Wednesday, April 19, 2017

So much for fixed-term parliaments in the UK

Back in 2011, the UK passed the Fixed-term Parliaments Act. While born of distrust between the then-government's coalition partners, it for once moved the UK's constitution in a more democratic direction, by stripping the Prime Minister of the prerogarive power to call an election whenever they felt the polls were in their favour. But naturally, it had an escape clause: an election can be called if a government votes itself out of office, or if Parliament votes to hold one by a two-thirds majority. And just five years after being enacted, that clause is being abused to allow the government to call an early election when the polls are in its favour...

Theresa May has stunned Westminster by demanding a snap general election on 8 June that she hopes will turn her party’s clear lead in the opinion polls into a healthy parliamentary majority and secure her Conservative vision for Brexit.

The prime minister made an unscheduled statement on Tuesday morning from behind a lectern outside 10 Downing Street, in which she recanted her repeated promise not to go to the polls before 2020.

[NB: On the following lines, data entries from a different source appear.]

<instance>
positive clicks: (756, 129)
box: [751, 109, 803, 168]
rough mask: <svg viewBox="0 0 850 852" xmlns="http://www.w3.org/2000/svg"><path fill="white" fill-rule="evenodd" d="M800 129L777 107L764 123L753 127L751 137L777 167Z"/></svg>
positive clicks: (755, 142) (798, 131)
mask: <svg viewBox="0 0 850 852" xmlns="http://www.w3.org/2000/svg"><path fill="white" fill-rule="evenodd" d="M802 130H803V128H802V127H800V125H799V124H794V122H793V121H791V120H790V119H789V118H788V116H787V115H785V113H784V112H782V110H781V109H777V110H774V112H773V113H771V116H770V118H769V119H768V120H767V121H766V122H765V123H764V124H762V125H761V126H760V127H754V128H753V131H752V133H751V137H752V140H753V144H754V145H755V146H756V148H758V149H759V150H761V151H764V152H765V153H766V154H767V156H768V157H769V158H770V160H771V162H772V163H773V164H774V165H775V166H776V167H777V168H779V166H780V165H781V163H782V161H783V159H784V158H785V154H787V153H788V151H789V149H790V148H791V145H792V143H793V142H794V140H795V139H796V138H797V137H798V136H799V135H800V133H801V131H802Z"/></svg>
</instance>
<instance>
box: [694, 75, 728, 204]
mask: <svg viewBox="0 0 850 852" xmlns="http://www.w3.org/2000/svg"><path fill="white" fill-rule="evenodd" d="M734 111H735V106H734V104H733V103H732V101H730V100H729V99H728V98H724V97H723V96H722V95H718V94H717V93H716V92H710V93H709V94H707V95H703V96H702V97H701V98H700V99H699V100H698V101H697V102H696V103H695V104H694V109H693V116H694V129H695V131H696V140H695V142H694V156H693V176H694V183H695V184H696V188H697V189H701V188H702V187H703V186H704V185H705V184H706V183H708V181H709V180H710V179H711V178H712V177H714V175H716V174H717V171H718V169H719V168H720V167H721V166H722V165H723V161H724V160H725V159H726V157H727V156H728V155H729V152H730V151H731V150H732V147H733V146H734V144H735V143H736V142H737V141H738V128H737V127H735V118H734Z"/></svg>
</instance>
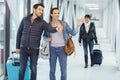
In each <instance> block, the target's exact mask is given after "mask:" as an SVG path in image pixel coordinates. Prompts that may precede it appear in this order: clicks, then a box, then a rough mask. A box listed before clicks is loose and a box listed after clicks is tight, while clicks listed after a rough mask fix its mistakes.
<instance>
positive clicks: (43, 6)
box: [33, 3, 44, 9]
mask: <svg viewBox="0 0 120 80" xmlns="http://www.w3.org/2000/svg"><path fill="white" fill-rule="evenodd" d="M38 6H41V7H43V8H44V5H43V4H42V3H38V4H34V5H33V8H35V9H37V8H38Z"/></svg>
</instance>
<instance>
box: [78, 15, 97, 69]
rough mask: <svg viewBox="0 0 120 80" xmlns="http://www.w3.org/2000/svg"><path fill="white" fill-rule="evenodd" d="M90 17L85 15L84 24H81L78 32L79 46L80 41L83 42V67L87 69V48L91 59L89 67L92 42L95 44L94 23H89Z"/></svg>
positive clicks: (87, 53) (87, 54) (89, 22)
mask: <svg viewBox="0 0 120 80" xmlns="http://www.w3.org/2000/svg"><path fill="white" fill-rule="evenodd" d="M90 18H91V16H90V15H88V14H87V15H85V23H83V24H82V25H81V27H80V32H79V43H80V45H81V40H83V48H84V58H85V67H84V68H87V67H88V46H89V51H90V59H91V67H92V66H93V65H94V64H93V46H94V41H93V40H95V43H96V44H97V37H96V30H95V26H94V23H92V22H90Z"/></svg>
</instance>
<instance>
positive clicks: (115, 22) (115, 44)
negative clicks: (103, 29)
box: [103, 0, 120, 69]
mask: <svg viewBox="0 0 120 80" xmlns="http://www.w3.org/2000/svg"><path fill="white" fill-rule="evenodd" d="M118 1H119V0H113V1H112V2H110V3H109V5H108V7H107V8H106V9H105V10H104V15H103V16H104V17H103V27H104V29H105V31H106V34H107V38H108V39H109V41H110V44H111V46H112V51H114V52H116V62H117V64H118V67H119V69H120V48H119V47H120V37H119V36H120V23H119V22H120V15H119V13H120V12H119V5H118Z"/></svg>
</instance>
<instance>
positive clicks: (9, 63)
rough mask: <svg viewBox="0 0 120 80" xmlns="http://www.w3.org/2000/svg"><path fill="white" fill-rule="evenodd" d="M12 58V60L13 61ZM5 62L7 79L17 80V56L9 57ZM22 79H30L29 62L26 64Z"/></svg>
mask: <svg viewBox="0 0 120 80" xmlns="http://www.w3.org/2000/svg"><path fill="white" fill-rule="evenodd" d="M12 55H13V54H12ZM13 60H14V62H13ZM6 64H7V65H6V67H7V74H8V80H18V77H19V68H20V62H19V58H12V57H9V58H8V60H7V63H6ZM24 80H30V68H29V62H28V64H27V66H26V72H25V78H24Z"/></svg>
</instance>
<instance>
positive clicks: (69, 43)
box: [64, 37, 75, 56]
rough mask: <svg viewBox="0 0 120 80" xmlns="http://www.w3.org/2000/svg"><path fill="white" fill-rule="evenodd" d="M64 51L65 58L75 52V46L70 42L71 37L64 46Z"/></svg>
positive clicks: (69, 38) (71, 38)
mask: <svg viewBox="0 0 120 80" xmlns="http://www.w3.org/2000/svg"><path fill="white" fill-rule="evenodd" d="M64 50H65V53H66V54H67V56H70V55H71V54H72V53H73V52H74V51H75V46H74V43H73V41H72V37H69V39H68V43H67V44H66V45H65V47H64Z"/></svg>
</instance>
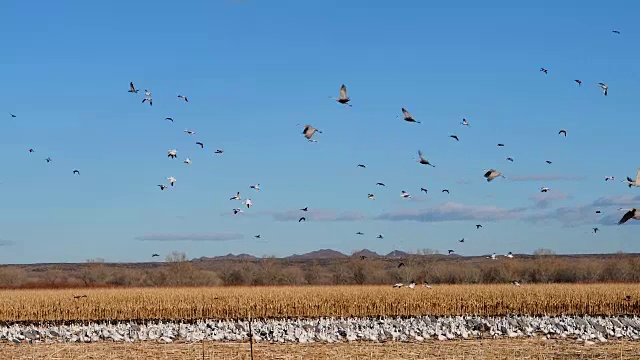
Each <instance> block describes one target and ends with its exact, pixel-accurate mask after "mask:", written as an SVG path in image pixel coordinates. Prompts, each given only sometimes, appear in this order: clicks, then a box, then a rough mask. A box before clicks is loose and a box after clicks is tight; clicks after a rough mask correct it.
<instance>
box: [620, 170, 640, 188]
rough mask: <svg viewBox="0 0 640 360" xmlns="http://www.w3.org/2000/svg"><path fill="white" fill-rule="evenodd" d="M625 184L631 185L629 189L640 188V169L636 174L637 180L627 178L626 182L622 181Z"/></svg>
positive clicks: (636, 178) (636, 177)
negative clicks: (630, 188)
mask: <svg viewBox="0 0 640 360" xmlns="http://www.w3.org/2000/svg"><path fill="white" fill-rule="evenodd" d="M622 182H623V183H627V185H629V187H633V186H635V187H639V186H640V168H638V171H637V172H636V178H635V180H634V179H632V178H631V177H629V176H627V179H626V180H622Z"/></svg>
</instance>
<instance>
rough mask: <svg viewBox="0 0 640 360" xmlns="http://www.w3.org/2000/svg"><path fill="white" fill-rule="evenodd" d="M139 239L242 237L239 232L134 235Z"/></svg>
mask: <svg viewBox="0 0 640 360" xmlns="http://www.w3.org/2000/svg"><path fill="white" fill-rule="evenodd" d="M135 239H136V240H140V241H229V240H241V239H244V235H243V234H239V233H207V234H146V235H141V236H136V237H135Z"/></svg>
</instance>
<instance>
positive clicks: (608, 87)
mask: <svg viewBox="0 0 640 360" xmlns="http://www.w3.org/2000/svg"><path fill="white" fill-rule="evenodd" d="M598 85H599V86H600V88H601V89H602V91H603V93H604V96H607V91H608V90H609V87H608V86H607V84H605V83H598Z"/></svg>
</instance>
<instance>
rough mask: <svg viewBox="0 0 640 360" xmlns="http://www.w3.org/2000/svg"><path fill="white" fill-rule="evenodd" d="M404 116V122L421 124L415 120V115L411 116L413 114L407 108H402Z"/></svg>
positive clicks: (411, 115)
mask: <svg viewBox="0 0 640 360" xmlns="http://www.w3.org/2000/svg"><path fill="white" fill-rule="evenodd" d="M402 115H403V116H404V118H403V120H404V121H408V122H414V123H418V124H420V121H416V119H414V118H413V115H411V113H410V112H408V111H407V109H405V108H402Z"/></svg>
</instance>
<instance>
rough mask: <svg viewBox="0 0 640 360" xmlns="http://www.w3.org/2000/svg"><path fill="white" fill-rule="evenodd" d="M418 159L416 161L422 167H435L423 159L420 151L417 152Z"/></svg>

Supposedly this is about Brexit. Bullshit. Its the dirty old trick of calling a snap election when the opposition is on the rocks, in the hope of gaining a few more years. But regardless of the reason, it has also made it clear that British governments can not be trusted to behave constitutionally, and that establishment promises of better democracy are simply lies. Again, if you're a UK voter who believes in democracy, I suggest that you get out, while you still can.